The second problem is that large amounts of the detail Woodward amasses are not only behind the scenes but also, in the end, beside the point. While Woodward’s goal may be to show where real power lies, what he displays, in fact, is that much of the frantic action of White House aides, Administration officials and congressional barons is just so much wasted motion.

As Woodward notes, and as many news reports pointed out before the election, simple arithmetic left no doubt that some major part of Clinton’s economic program would have to disappear. Political arithmetic left no choice which. From the moment of his election, in which he won only 43% of the vote, Clinton would face overwhelming pressure to cut spending and scale back his plans for a more ambitious federal government.

Seen in the light of insider access--the light of Woodward’s material--the meetings between Clinton and Alan Greenspan, chairman of the Federal Reserve, and between Greenspan and top Clinton advisers, seem to take on great significance. Indeed, Woodward’s publicists have trumpeted those meetings to a degree that the book itself does not.

In the light of political reality, however, the meetings shrink in importance. Clinton followed the path Greenspan advocated, emphasizing deficit reduction, not because he somehow had fallen under the Fed chairman’s spell but because he had no choice.
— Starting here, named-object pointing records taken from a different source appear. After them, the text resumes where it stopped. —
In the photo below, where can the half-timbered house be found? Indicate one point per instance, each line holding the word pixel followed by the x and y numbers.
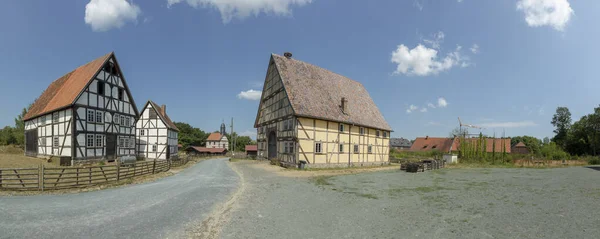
pixel 89 113
pixel 311 114
pixel 156 133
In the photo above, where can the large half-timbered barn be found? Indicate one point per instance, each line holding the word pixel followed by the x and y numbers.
pixel 156 133
pixel 310 114
pixel 89 113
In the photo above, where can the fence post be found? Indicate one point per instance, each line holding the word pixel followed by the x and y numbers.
pixel 41 182
pixel 153 166
pixel 118 170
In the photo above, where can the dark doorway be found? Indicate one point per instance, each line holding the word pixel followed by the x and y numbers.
pixel 111 146
pixel 31 143
pixel 272 151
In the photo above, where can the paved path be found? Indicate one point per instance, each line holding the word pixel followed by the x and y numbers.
pixel 160 209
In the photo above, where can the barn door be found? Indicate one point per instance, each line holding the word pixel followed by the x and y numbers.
pixel 31 143
pixel 111 146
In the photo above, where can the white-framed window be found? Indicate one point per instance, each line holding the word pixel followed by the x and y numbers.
pixel 99 140
pixel 90 140
pixel 318 147
pixel 91 115
pixel 99 117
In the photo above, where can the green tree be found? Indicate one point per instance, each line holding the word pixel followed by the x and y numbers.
pixel 562 123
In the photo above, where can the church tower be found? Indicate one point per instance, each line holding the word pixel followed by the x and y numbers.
pixel 223 132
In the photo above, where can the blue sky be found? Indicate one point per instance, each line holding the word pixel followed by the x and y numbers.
pixel 504 65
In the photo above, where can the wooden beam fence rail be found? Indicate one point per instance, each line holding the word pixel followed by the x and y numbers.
pixel 54 178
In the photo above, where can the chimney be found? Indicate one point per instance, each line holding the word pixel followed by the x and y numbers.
pixel 344 105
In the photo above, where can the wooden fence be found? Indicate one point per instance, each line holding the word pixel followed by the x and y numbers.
pixel 48 178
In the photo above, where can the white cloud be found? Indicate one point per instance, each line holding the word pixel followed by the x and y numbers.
pixel 518 124
pixel 250 95
pixel 241 9
pixel 103 15
pixel 423 61
pixel 442 102
pixel 411 108
pixel 438 39
pixel 554 13
pixel 475 49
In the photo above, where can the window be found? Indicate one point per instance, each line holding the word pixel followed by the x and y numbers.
pixel 99 117
pixel 90 142
pixel 100 86
pixel 120 94
pixel 99 141
pixel 318 148
pixel 152 114
pixel 90 115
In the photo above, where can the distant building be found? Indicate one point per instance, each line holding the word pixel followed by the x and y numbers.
pixel 448 145
pixel 400 143
pixel 251 150
pixel 217 140
pixel 311 114
pixel 520 148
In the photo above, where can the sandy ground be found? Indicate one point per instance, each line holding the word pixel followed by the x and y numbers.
pixel 447 203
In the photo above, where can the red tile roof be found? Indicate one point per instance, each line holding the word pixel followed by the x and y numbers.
pixel 423 144
pixel 207 150
pixel 251 148
pixel 214 137
pixel 63 92
pixel 163 115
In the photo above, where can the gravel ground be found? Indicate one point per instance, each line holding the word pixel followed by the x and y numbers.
pixel 447 203
pixel 165 208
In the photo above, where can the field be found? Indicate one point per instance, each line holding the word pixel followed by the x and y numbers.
pixel 446 203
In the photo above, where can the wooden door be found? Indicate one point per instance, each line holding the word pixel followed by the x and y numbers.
pixel 111 146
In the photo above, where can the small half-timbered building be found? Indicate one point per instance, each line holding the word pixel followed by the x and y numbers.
pixel 156 133
pixel 89 113
pixel 311 114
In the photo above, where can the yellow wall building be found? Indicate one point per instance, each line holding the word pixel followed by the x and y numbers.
pixel 310 114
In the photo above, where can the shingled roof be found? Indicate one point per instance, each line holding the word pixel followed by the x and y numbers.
pixel 64 91
pixel 315 92
pixel 163 115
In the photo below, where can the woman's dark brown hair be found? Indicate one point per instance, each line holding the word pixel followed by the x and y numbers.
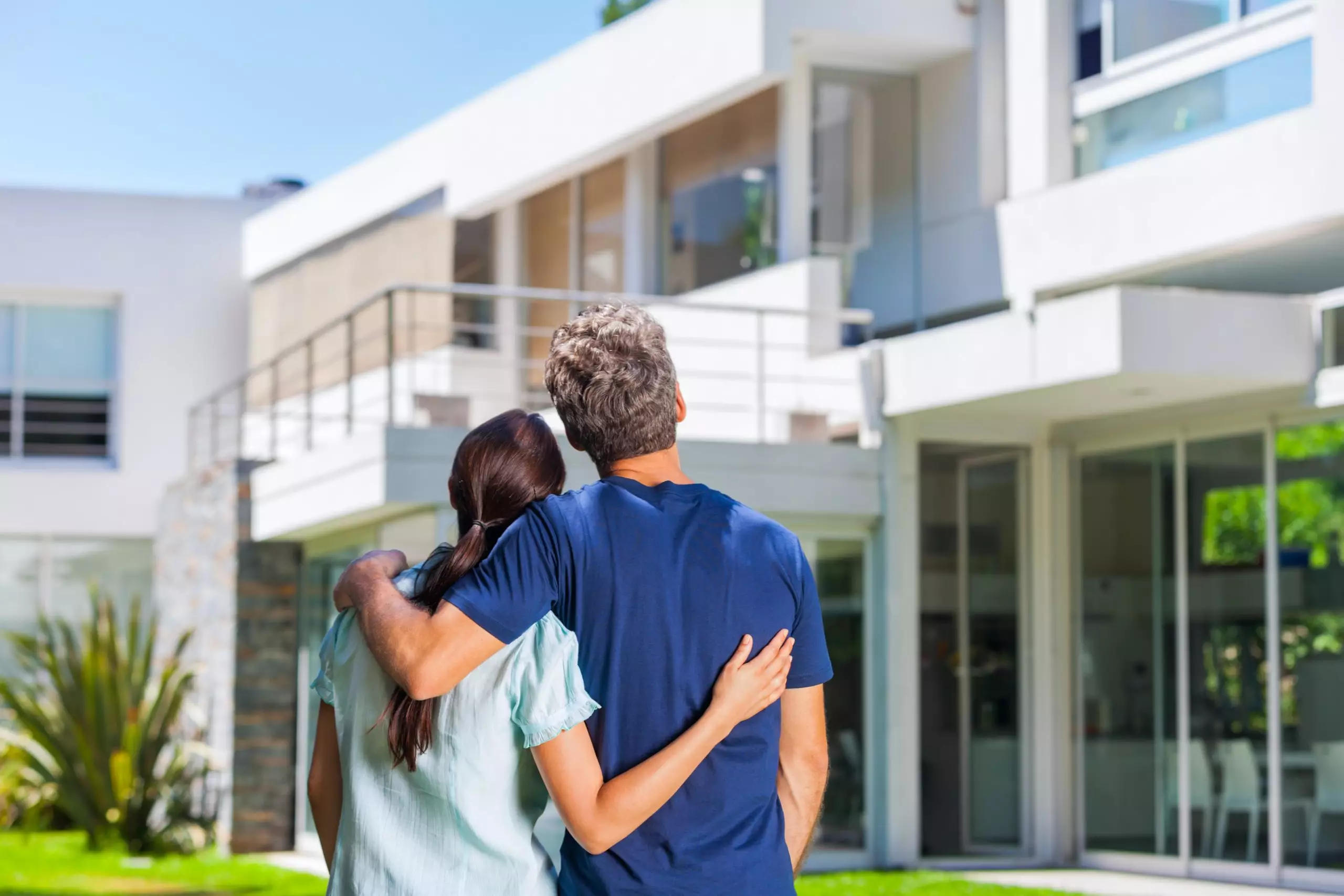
pixel 502 467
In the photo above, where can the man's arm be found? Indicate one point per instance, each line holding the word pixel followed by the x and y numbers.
pixel 425 655
pixel 804 763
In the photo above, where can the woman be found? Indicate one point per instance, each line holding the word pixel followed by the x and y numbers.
pixel 421 797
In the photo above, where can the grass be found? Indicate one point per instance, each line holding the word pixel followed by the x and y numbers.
pixel 906 884
pixel 59 866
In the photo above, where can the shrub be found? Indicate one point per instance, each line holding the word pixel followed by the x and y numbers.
pixel 99 733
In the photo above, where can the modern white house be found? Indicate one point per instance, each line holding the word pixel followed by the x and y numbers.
pixel 116 313
pixel 1015 311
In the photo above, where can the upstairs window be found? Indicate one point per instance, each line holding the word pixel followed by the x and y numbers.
pixel 57 381
pixel 719 195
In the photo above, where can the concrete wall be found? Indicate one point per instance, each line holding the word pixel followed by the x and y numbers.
pixel 292 303
pixel 174 267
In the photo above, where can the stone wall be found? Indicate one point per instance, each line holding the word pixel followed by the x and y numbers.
pixel 195 587
pixel 265 698
pixel 241 598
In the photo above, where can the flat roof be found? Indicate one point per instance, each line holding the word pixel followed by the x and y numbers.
pixel 668 64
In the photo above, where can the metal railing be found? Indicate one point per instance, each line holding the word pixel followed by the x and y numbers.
pixel 455 355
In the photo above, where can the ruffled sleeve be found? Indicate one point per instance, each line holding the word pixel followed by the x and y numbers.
pixel 549 693
pixel 323 686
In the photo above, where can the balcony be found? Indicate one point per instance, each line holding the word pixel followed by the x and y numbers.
pixel 759 361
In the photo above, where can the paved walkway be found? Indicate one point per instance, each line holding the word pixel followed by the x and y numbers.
pixel 1102 883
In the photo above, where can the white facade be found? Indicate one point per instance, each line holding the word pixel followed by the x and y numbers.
pixel 1089 245
pixel 170 270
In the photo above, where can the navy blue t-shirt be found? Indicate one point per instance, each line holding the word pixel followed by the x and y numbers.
pixel 659 585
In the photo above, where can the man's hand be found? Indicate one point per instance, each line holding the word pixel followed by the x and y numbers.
pixel 361 577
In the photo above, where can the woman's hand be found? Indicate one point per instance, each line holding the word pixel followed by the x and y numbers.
pixel 747 688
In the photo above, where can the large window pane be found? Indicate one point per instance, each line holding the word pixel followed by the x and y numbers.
pixel 123 568
pixel 474 262
pixel 20 561
pixel 1128 653
pixel 718 195
pixel 1311 523
pixel 839 573
pixel 1227 673
pixel 1201 108
pixel 69 344
pixel 546 222
pixel 1143 25
pixel 604 229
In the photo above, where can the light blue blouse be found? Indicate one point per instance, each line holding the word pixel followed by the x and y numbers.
pixel 455 824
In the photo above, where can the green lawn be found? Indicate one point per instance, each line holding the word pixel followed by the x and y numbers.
pixel 58 866
pixel 906 884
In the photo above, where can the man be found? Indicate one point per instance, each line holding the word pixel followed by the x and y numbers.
pixel 659 578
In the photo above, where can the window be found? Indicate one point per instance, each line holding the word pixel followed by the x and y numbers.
pixel 57 379
pixel 1203 107
pixel 604 229
pixel 841 585
pixel 1143 25
pixel 56 575
pixel 719 195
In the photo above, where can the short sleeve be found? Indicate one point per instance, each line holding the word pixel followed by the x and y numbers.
pixel 323 681
pixel 548 687
pixel 518 583
pixel 811 659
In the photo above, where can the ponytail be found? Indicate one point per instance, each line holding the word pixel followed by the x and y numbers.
pixel 411 723
pixel 500 468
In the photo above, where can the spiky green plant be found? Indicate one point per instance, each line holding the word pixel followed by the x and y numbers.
pixel 100 724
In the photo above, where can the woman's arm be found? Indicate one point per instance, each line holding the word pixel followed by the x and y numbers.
pixel 598 813
pixel 324 782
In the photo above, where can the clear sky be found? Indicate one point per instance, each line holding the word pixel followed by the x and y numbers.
pixel 202 96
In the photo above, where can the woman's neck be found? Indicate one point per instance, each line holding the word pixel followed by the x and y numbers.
pixel 651 469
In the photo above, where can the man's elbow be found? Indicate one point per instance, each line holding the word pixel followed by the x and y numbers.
pixel 594 839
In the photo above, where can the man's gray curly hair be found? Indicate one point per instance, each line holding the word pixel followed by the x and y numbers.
pixel 613 383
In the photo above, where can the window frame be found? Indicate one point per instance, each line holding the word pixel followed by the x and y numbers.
pixel 17 381
pixel 1241 38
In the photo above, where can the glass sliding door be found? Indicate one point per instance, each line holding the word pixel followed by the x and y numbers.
pixel 839 566
pixel 1229 750
pixel 1128 652
pixel 1311 523
pixel 990 648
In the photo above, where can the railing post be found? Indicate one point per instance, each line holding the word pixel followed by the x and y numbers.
pixel 392 358
pixel 243 417
pixel 308 395
pixel 350 374
pixel 191 437
pixel 761 375
pixel 275 409
pixel 214 429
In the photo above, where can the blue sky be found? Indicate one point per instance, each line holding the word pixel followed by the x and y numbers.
pixel 201 96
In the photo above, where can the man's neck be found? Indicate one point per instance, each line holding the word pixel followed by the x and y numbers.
pixel 651 469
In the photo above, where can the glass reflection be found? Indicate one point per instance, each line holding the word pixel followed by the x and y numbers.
pixel 839 573
pixel 1227 675
pixel 1311 523
pixel 1128 660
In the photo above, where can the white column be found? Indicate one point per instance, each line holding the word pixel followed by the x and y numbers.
pixel 796 162
pixel 1049 647
pixel 1040 62
pixel 1328 70
pixel 1040 68
pixel 508 272
pixel 896 839
pixel 642 220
Woodward knows this. Periodically he will note, often quoting one or another of his cast of characters, how precious little maneuvering room Clinton had as he put together his economic plan and lobbied for its passage on Capitol Hill. Yet, ultimately, the truth is a conclusion he cannot quite articulate--unlike the Wizard of Oz, the men and women behind the curtain are not grand manipulators, but just another bunch of Munchkins like the rest of us.